On Jan 27,  1:51am, Richard Hartmann wrote:
} Subject: Re: sourcing a sh file in zsh
} On Tue, Jan 27, 2009 at 00:07, Phil Pennock
} <zsh-workers+phil.pennock@xxxxxxxxxxxx> wrote:
} > What I do like with the
} > setopt approach is that there's a way for zsh to test if this is
} > currently the case.

This does raise an interesting edge case.  What happens if one invokes
"eumulate" (without the "-c") inside a sticky emulation context?  Does
it turn off the sticky, or does the new emulation become sticky?
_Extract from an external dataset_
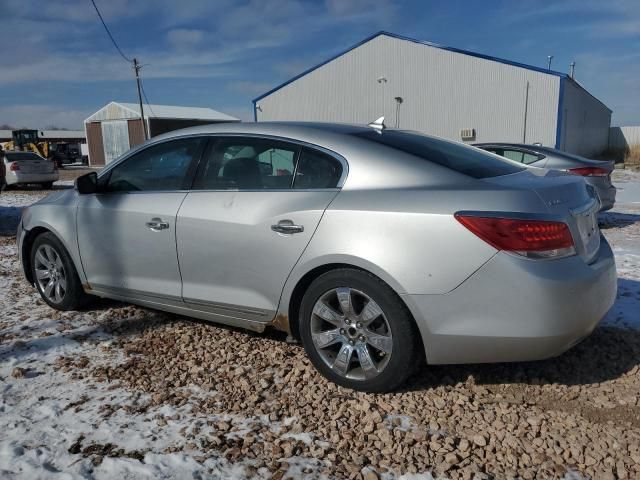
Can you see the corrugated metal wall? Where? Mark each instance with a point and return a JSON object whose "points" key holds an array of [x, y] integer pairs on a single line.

This question needs to be answered whether or not stickiness is
implemented as a setopt.  My inclination is to say that it turns off
the sticky, but in that case "emulate -L" ought to restore stickyness

Maybe the right way to do this is with a stack of emulation contexts.
Using -L or -c creates one, otherwise emulate modifies the current one.
That would parallel the LOCAL_OPTIONS semantics ... and I suppose may
be an argument in favor of adding a setopt, though I'm still leery of
that for other reasons.

} > Eg, for bash/zsh portability, you could do:
} >  if [[ -n $ZSH_VERSION && -o sticky_options ]]
} > since both support [[ conditional ]] and both support -o as a unary
} > prefix test (both using it for testing shell options).
} emulate could simply set $ZSH_STICKY to 'sh' or something

We've already made "emulate" with no arguments return the current
emulation mode.  Perhaps it could append the -c when sticky emulation
is in effect.  That would make [[ $(emulation) = zsh ]] a bit less
useful ... you'd have to do [[ $(emulation) = zsh* ]] ... hmm.